Papa Francesco: udienza, “l’istintivo orrore del morire svela la necessità di sperare nel Dio della vita”

“L’istintivo orrore del morire svela la necessità di sperare nel Dio della vita”. Lo ha spiegato il Papa, che nella catechesi dell’udienza di oggi ha narrato l’episodio di Giona e la “tremenda tempesta”, durante la quale “Giona scende nella stiva della nave e si abbandona al sonno”. “I marinai invece, vedendosi perduti, invocarono ciascuno il proprio dio”, ha ricordato Francesco sulla scorta del racconto biblico: “Il capitano della nave sveglia Giona dicendogli: ‘Che cosa fai così addormentato? Alzati, invoca il tuo Dio!
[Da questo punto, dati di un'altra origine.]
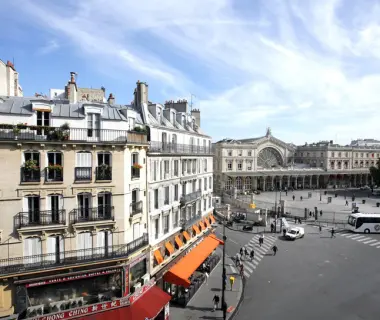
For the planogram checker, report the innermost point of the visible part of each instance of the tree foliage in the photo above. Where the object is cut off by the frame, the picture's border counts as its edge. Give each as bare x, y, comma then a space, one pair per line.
375, 173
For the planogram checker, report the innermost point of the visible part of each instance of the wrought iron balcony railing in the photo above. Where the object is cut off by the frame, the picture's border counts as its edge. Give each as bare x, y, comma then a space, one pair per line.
83, 173
103, 173
92, 214
21, 264
30, 175
190, 197
135, 208
176, 148
43, 133
40, 218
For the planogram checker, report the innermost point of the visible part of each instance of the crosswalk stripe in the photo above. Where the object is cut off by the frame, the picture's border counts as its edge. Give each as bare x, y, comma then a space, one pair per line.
369, 241
363, 239
246, 267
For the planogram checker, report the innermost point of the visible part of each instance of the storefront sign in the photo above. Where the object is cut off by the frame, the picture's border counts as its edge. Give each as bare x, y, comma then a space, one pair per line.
126, 281
99, 307
71, 278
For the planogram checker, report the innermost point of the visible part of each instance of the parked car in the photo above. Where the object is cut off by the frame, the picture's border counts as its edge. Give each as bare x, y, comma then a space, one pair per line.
295, 233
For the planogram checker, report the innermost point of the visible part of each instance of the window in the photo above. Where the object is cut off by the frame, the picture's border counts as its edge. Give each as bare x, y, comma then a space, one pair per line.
165, 220
54, 169
155, 198
166, 200
93, 125
43, 120
176, 193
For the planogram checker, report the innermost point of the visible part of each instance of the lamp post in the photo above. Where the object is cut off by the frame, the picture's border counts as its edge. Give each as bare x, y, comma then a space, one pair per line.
224, 276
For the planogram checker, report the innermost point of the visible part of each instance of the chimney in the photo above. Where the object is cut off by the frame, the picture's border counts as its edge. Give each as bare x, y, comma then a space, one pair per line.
71, 88
197, 115
111, 99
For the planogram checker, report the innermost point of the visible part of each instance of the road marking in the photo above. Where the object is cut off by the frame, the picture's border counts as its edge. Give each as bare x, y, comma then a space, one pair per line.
357, 237
369, 241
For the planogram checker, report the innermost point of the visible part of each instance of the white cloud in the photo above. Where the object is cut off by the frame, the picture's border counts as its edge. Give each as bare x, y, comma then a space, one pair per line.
300, 66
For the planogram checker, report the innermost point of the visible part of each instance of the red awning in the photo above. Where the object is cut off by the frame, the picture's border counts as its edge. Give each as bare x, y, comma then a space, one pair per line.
148, 306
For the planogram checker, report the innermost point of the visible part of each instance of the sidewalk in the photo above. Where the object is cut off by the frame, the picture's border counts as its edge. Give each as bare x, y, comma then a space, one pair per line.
201, 305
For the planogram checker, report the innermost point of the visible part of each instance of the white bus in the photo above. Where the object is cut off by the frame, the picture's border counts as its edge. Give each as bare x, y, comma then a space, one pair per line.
361, 222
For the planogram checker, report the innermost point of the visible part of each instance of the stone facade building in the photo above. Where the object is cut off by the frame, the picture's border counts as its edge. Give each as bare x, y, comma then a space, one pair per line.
266, 163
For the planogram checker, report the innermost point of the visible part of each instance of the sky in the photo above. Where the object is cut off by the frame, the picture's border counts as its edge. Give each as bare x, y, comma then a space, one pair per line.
308, 69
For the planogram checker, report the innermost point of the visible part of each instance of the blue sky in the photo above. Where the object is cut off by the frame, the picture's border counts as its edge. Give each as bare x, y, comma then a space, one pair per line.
308, 69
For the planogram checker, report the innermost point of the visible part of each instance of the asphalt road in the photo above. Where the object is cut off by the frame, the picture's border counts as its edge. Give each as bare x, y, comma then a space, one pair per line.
314, 278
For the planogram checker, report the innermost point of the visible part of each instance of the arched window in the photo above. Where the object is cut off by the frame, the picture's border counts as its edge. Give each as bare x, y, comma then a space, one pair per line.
239, 183
248, 183
228, 183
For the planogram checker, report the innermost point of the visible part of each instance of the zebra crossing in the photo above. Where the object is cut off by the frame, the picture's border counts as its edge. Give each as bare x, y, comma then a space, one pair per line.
251, 265
361, 238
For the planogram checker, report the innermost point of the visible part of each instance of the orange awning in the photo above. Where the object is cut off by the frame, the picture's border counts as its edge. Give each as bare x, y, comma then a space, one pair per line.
196, 229
169, 247
158, 256
180, 273
178, 241
186, 235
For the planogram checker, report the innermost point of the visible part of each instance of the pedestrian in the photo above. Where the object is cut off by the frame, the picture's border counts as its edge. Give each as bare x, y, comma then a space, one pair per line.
206, 277
215, 300
252, 254
232, 280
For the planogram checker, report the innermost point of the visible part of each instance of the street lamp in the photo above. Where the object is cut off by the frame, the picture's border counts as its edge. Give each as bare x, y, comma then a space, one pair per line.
224, 276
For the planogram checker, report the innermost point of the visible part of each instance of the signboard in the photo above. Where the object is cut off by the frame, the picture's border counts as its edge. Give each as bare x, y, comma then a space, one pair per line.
71, 278
98, 307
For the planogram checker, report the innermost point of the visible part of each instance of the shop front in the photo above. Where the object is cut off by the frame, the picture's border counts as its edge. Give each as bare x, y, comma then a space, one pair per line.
125, 290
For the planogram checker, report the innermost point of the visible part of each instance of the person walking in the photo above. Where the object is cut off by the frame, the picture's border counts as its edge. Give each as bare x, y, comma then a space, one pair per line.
252, 254
216, 300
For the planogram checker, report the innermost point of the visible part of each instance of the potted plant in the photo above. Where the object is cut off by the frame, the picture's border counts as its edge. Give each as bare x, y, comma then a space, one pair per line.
137, 166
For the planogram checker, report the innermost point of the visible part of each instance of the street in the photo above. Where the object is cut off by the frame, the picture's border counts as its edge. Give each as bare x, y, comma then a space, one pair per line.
312, 278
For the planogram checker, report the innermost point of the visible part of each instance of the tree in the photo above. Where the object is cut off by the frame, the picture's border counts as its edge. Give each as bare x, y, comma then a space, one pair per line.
375, 173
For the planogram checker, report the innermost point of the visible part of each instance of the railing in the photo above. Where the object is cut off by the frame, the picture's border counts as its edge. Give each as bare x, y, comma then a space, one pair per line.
135, 172
83, 173
53, 174
92, 214
40, 218
158, 146
30, 175
103, 173
74, 257
41, 133
135, 208
191, 196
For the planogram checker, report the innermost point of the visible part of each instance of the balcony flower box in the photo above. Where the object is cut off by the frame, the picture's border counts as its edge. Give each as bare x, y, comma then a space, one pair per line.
137, 166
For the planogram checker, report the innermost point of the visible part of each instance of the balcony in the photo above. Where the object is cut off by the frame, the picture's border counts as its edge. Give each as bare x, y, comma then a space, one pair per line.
83, 174
43, 133
40, 218
187, 198
54, 173
176, 148
135, 208
30, 175
135, 172
103, 173
22, 264
100, 213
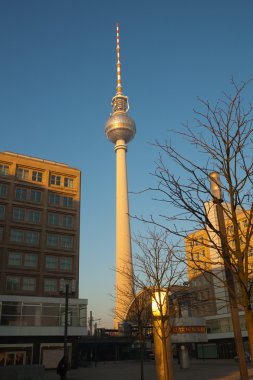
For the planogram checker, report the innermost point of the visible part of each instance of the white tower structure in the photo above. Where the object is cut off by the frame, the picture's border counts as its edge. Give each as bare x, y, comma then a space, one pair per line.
120, 129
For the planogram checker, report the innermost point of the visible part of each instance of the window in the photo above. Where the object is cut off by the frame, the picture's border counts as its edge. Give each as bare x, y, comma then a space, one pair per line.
67, 221
31, 260
54, 199
66, 263
3, 190
36, 176
50, 285
32, 237
33, 216
14, 259
17, 236
53, 219
55, 180
4, 169
22, 173
18, 213
12, 283
2, 211
52, 240
36, 196
68, 202
51, 262
29, 283
21, 194
68, 182
66, 242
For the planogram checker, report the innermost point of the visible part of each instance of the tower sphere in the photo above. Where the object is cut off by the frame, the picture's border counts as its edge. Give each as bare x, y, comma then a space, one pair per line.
120, 126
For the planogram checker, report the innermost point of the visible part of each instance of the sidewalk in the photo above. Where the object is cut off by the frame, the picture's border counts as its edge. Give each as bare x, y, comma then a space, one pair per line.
198, 370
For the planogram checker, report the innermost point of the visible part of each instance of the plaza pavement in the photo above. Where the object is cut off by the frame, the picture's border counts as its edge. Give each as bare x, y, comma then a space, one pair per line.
130, 370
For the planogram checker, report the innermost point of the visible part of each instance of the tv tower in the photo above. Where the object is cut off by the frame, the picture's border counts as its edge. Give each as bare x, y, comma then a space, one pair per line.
120, 129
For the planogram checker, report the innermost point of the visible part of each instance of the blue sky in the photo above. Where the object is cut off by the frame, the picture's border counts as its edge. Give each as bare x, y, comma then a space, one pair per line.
58, 76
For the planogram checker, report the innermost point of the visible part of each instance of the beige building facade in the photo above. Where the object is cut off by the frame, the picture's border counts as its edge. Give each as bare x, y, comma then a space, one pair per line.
39, 256
39, 226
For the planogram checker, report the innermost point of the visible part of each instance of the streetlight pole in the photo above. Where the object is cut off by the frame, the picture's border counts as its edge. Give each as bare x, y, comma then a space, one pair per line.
66, 321
163, 355
217, 200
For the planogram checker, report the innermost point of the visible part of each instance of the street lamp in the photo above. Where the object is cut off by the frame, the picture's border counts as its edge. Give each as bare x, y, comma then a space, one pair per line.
163, 357
66, 321
217, 200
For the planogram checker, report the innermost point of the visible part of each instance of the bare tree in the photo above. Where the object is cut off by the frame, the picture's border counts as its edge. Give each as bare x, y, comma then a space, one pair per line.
157, 269
222, 139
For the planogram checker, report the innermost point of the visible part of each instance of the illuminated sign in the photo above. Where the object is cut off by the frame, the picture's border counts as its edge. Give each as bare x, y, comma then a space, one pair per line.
188, 330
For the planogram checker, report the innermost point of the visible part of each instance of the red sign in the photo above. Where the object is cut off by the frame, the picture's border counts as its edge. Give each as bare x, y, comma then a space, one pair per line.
188, 329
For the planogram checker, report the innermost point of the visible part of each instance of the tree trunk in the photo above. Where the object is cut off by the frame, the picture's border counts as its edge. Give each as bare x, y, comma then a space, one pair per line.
249, 326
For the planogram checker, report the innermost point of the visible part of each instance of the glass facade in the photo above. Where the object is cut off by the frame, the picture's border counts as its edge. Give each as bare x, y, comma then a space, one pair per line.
41, 313
223, 325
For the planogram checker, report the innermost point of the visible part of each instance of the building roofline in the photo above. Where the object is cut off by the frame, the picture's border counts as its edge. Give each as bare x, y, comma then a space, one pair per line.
18, 155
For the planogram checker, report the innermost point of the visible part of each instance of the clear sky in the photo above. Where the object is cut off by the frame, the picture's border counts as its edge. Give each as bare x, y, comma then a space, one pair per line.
57, 78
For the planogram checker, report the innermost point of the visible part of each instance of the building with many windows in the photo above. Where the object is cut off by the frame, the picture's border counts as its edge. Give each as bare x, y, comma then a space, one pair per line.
207, 278
39, 256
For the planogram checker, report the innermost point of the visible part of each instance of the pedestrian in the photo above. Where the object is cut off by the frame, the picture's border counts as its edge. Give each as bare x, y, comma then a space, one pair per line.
62, 368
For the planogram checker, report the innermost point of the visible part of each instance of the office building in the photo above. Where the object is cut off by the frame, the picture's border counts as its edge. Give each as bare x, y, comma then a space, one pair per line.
39, 256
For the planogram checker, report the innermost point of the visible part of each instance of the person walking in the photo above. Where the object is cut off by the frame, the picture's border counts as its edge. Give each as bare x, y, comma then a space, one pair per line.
62, 368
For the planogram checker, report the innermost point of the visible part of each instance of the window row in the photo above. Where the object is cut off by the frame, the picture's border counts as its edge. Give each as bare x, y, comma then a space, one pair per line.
30, 195
23, 194
27, 174
37, 176
59, 241
51, 285
26, 215
24, 236
34, 216
32, 238
3, 190
66, 221
30, 260
59, 180
4, 169
58, 200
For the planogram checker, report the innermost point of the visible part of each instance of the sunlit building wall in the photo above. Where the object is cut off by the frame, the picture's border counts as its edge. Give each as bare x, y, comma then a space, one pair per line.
39, 253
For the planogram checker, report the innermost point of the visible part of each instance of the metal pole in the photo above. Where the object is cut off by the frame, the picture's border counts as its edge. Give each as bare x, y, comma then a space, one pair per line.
232, 295
216, 190
66, 321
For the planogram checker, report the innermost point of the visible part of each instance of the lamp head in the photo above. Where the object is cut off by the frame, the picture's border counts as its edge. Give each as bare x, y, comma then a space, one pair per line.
215, 186
159, 303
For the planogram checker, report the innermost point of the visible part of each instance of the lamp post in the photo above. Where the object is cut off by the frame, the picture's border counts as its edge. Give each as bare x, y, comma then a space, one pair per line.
66, 321
217, 200
163, 357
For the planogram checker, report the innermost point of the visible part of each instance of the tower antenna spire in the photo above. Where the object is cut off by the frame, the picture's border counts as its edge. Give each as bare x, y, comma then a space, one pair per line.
120, 129
119, 85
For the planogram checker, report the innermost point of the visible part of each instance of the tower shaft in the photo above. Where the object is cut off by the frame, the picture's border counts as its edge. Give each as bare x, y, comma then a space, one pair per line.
124, 268
120, 129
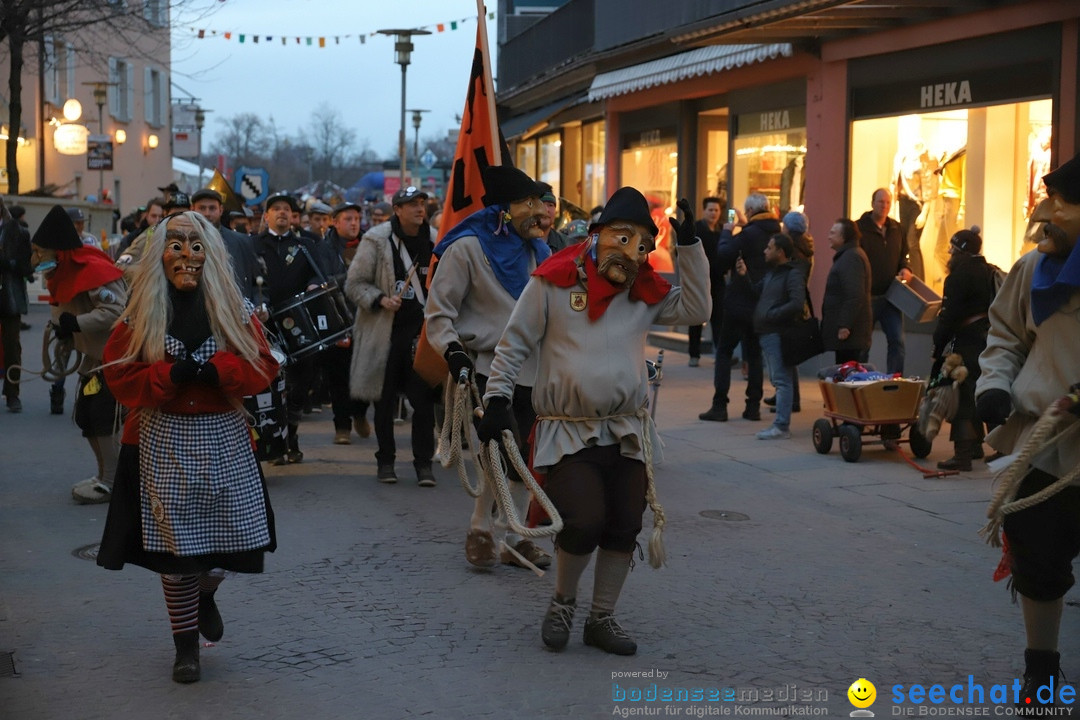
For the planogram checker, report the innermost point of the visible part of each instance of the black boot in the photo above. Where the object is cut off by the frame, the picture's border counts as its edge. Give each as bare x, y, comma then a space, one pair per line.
716, 413
1042, 667
210, 619
186, 665
962, 451
56, 401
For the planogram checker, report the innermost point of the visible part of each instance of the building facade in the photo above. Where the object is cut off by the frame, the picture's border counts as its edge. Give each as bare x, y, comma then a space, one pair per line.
958, 108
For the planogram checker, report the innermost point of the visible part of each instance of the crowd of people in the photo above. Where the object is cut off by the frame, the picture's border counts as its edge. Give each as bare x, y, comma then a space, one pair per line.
197, 310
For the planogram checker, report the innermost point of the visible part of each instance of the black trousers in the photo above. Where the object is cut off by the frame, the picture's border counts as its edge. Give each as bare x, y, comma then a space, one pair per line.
401, 378
12, 353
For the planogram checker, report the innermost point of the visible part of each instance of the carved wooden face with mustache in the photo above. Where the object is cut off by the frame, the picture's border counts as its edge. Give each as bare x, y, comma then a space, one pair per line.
621, 247
185, 254
527, 216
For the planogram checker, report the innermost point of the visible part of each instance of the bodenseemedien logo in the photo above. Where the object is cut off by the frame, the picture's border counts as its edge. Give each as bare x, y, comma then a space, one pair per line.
862, 693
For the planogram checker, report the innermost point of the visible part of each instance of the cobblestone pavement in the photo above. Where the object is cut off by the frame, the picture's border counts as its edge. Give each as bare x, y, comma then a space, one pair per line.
790, 573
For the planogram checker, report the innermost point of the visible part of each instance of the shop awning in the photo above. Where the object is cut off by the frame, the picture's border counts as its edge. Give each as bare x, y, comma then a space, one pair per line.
523, 123
692, 64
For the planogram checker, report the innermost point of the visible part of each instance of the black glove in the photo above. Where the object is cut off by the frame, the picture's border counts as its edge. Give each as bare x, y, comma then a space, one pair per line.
994, 407
185, 370
461, 365
684, 230
207, 375
496, 419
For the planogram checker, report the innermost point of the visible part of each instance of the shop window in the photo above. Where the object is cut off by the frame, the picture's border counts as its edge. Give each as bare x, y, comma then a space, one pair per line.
551, 161
593, 158
651, 165
953, 170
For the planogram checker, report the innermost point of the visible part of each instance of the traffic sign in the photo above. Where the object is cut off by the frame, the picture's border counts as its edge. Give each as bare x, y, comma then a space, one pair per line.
252, 184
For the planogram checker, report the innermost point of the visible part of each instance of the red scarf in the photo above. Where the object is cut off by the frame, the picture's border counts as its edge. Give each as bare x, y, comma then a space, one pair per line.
562, 271
80, 270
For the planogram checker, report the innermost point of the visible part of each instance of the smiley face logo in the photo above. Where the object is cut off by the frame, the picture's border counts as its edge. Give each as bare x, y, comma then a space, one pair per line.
862, 693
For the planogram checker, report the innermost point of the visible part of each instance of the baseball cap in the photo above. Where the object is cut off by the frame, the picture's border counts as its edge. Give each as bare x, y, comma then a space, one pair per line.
408, 194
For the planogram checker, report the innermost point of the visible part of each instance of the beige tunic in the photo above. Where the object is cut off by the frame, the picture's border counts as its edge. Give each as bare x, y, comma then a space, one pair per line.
1035, 364
592, 369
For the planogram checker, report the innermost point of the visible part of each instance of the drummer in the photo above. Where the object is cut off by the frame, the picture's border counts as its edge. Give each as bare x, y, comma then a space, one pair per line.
289, 269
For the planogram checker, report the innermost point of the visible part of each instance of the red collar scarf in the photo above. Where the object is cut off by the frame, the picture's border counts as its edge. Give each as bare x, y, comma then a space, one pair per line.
562, 271
80, 270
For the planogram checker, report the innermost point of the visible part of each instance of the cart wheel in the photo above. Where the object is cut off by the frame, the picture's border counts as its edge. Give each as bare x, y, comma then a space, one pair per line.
920, 446
822, 436
851, 442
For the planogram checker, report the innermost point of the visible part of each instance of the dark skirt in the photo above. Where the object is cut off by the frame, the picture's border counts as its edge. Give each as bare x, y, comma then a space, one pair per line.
122, 541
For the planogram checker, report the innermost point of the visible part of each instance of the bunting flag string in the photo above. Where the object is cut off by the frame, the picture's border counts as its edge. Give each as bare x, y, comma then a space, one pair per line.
320, 41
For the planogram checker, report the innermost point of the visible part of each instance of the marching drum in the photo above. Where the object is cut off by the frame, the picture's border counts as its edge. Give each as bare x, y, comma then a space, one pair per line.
313, 321
267, 419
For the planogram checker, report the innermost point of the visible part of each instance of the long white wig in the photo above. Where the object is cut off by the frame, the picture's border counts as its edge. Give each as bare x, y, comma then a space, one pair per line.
149, 312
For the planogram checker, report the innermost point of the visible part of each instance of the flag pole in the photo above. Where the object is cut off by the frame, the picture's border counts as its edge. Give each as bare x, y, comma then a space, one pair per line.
489, 85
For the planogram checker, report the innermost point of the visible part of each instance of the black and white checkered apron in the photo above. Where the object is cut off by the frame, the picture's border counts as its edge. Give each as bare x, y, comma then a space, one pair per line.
201, 490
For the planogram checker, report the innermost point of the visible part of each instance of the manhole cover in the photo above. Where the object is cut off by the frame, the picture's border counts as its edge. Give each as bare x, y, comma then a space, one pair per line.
8, 665
86, 552
724, 515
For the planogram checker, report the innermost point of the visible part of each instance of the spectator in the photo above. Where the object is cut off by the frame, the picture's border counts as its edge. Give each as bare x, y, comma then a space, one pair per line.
846, 318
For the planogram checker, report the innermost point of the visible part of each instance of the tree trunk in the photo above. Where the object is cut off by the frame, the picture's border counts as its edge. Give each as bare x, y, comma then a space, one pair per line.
16, 43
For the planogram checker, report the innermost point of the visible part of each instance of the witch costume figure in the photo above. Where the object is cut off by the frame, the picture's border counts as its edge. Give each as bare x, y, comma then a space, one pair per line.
189, 501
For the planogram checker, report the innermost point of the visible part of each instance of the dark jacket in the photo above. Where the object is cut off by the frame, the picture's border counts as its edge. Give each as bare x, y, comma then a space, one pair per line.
14, 269
288, 270
847, 301
782, 295
969, 291
886, 248
739, 299
245, 265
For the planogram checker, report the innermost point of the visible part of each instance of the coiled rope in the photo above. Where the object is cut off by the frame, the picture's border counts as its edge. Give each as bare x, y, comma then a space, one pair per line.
1008, 480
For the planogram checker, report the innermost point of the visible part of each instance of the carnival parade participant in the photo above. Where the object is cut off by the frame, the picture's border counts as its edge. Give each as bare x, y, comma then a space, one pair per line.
88, 294
189, 501
291, 268
386, 282
584, 315
484, 265
1028, 365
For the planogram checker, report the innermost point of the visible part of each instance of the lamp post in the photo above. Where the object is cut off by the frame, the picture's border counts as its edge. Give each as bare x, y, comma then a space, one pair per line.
100, 96
403, 51
416, 139
200, 122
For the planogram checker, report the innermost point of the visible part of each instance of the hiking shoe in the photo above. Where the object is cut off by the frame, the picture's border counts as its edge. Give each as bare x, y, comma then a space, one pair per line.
716, 413
91, 491
604, 632
530, 552
773, 433
555, 629
424, 477
362, 426
210, 620
480, 548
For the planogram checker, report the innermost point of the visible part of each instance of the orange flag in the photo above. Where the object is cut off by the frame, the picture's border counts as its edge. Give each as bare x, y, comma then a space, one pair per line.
478, 146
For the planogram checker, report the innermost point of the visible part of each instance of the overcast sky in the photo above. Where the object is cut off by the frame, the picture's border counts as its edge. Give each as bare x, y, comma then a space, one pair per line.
287, 82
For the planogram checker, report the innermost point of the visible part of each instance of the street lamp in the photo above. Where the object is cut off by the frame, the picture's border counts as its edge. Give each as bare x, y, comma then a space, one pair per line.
100, 96
403, 50
416, 139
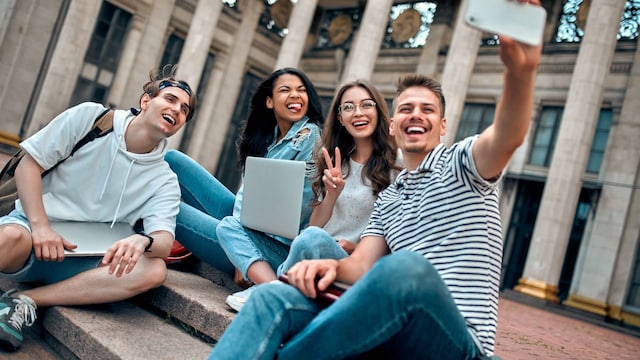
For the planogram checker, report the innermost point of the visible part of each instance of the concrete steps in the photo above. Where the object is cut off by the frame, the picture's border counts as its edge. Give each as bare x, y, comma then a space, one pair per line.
179, 320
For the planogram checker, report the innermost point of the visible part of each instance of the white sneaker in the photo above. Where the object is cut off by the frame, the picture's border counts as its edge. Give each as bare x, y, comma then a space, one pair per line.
237, 300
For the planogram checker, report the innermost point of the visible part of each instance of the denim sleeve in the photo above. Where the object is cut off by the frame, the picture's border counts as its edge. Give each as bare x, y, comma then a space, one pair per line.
307, 144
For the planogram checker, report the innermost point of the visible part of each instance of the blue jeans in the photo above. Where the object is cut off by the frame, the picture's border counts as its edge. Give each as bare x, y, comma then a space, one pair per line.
245, 246
205, 201
400, 309
312, 243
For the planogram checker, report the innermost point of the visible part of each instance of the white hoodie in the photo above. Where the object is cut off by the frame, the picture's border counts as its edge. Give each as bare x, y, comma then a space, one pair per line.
103, 182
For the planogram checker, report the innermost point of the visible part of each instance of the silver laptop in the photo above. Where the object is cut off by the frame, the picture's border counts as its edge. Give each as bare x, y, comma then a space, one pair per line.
272, 196
92, 238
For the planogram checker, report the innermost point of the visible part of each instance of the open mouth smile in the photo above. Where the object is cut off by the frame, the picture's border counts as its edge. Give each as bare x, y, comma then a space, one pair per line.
169, 119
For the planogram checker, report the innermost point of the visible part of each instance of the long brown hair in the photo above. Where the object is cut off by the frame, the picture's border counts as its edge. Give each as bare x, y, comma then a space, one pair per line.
383, 158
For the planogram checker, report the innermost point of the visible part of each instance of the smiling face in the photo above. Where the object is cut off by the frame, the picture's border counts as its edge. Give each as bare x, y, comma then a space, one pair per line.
289, 100
358, 113
417, 124
168, 111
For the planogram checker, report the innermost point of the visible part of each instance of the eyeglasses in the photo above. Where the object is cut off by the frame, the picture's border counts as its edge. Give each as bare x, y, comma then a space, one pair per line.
365, 106
179, 84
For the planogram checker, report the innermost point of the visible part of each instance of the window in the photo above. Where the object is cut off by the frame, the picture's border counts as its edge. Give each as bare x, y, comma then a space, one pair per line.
547, 132
103, 55
600, 141
409, 24
171, 54
475, 118
544, 140
574, 16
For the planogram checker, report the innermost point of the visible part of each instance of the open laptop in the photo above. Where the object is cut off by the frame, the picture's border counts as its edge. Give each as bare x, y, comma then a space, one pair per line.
272, 196
92, 238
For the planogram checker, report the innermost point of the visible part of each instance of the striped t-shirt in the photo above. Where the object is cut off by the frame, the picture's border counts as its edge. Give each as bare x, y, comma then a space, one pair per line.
445, 211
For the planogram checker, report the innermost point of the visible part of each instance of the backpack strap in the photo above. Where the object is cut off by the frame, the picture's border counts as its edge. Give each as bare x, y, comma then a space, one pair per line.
102, 125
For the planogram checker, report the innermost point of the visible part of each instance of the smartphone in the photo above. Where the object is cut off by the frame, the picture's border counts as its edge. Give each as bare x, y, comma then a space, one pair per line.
331, 294
521, 22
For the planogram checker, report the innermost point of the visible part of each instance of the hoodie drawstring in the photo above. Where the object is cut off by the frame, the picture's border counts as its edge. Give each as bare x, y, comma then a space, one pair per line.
124, 186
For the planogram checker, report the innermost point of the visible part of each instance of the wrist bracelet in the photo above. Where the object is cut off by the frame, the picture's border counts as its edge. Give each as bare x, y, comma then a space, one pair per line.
148, 248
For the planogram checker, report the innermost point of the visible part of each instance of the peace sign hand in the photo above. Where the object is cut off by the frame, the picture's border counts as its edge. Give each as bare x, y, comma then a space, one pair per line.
332, 178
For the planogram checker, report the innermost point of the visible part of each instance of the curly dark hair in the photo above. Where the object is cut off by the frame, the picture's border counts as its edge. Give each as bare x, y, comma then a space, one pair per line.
257, 131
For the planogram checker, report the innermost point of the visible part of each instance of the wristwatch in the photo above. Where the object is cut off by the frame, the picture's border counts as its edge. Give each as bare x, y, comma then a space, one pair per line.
148, 248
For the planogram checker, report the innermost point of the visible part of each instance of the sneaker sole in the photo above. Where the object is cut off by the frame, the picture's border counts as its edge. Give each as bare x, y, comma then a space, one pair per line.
7, 340
234, 303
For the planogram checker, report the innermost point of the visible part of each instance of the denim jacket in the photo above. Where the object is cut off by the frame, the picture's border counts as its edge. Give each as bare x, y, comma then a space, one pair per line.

Forse Dio si darà pensiero di noi e non periremo’”. “La reazione di questi pagani è la giusta reazione davanti alla morte – il commento del Papa – perché è allora che l’uomo fa completa esperienza della propria fragilità e del proprio bisogno di salvezza”. “Forse Dio si darà pensiero di noi e non periremo”: sono queste, per Francesco, “le parole della speranza che diventa preghiera, quella supplica colma di angoscia che sale alle labbra dell’uomo davanti a un imminente pericolo di morte”. “Troppo facilmente noi disdegniamo il rivolgerci a Dio nel bisogno come se fosse solo una preghiera interessata, e perciò imperfetta”, ha ammonito il Papa: “Ma Dio conosce la nostra debolezza, sa che ci ricordiamo di Lui per chiedere aiuto, e con il sorriso indulgente di un padre Dio risponde benevolmente”.